I can never resist a bathing swan. Of any kind.
This common gull was clearly wondering why it was being singled out for attention. I had no way of telling it that it was because it was the only one there.
Not sure I want to know what these two are up to.
I'm still surprised to see the Godfather (great black-backed gull) here. They're supposed to be a true sea gull - at least, that's what their Latin name translates as.
This black-headed gull looks a trifle put out at having the world's largest species of gull turning up in what it considers to be its own patch.
The Godfather heads out. Check out that wingspan!
Osprey Blue 33 flies down to his daughter (095) on the Manton Bay nest.
The common gull enjoys a nice, refreshing bath.
I love watching common terns as they hover.
A visit to Rutland wouldn't be complete without seeing a pied wagtail, complete with wagging tail!
More tern action ........
......... and more. I love the posturing!
A beautiful buzzard. That'll please the ospreys.
The young male osprey (096) flies past with a fish.
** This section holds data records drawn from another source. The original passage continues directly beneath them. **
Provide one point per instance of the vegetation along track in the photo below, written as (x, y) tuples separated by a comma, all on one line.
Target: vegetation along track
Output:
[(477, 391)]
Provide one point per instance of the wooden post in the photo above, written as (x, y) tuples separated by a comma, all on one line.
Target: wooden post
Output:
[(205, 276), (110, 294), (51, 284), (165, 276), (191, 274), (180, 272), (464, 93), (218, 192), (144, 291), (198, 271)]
Well most of one, anyway.
The Manton Bay female, Maya, in flight.
A beautifully marked young black-headed gull.
Three of many cormorants on one of the dead trees.
Finishing with a chilled out wood pigeon on a wire.
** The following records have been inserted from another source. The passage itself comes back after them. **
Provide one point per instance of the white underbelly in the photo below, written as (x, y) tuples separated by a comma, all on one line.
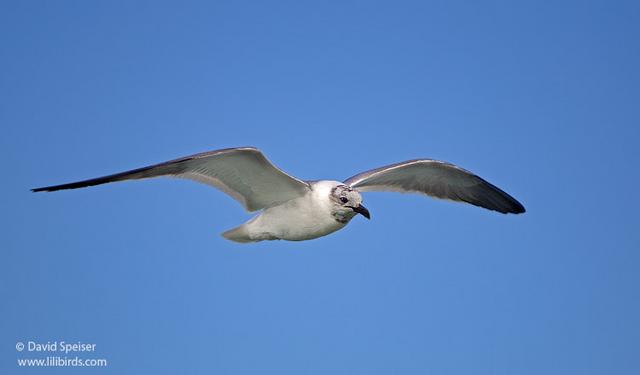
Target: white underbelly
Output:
[(293, 221)]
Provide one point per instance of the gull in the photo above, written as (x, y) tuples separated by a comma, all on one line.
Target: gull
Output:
[(297, 210)]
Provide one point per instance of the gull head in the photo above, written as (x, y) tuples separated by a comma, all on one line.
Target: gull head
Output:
[(347, 202)]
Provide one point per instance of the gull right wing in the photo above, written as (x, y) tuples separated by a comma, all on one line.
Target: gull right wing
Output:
[(244, 173)]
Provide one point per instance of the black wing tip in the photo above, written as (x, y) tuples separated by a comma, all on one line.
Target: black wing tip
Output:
[(514, 207)]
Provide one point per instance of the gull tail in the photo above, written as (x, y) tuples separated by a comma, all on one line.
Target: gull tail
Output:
[(238, 234)]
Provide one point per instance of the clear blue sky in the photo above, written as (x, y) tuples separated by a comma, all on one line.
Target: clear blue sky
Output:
[(540, 98)]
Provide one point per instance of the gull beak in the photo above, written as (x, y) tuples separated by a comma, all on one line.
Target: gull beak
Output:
[(362, 210)]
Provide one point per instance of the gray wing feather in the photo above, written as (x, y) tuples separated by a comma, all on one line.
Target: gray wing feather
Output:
[(437, 179), (244, 173)]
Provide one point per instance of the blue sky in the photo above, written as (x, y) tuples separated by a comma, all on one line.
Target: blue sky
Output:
[(540, 98)]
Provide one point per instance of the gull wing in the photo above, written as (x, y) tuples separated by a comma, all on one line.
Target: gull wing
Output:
[(244, 173), (437, 179)]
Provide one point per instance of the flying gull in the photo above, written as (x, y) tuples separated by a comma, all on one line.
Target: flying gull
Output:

Our herring gulls are red listed birds. Think about that the next time you hear some flaming idiot calling for a cull of them.
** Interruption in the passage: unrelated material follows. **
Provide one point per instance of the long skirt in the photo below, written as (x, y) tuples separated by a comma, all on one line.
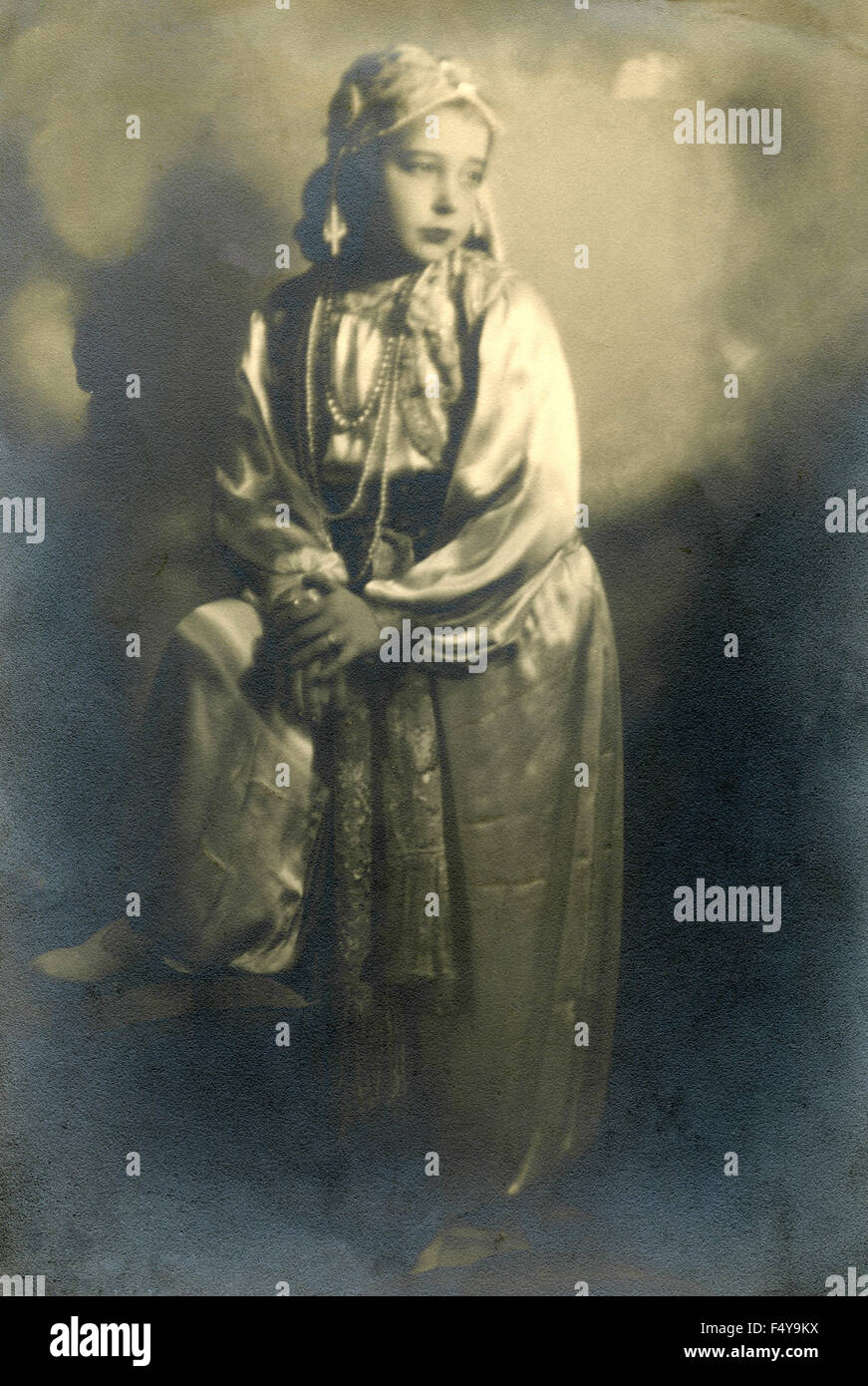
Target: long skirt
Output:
[(237, 814)]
"Each kindness shown to birds or men is sure to flutter back again"
In reply to HAZY:
HAZY said: those ospreys have such incredible wingspans
Yes, they do. Some years ago, at Loch Garten, one of the Osprey Team explained that the longer wingspan gave them extra lift - as a raptor who would inevitably be taking off from the water with its prey it needed something to compensate for the fact they had no ground to push against.
Funnily enough one of the main confusion species for the osprey is the great black-backed gull - they have a very similar flight silhouette at distance (and a massive wing span!).
More fabulous photos Clare, and the osprey with lunch in its talons (I did see it in the other Rutland post but kept it for this one) was a nice capture.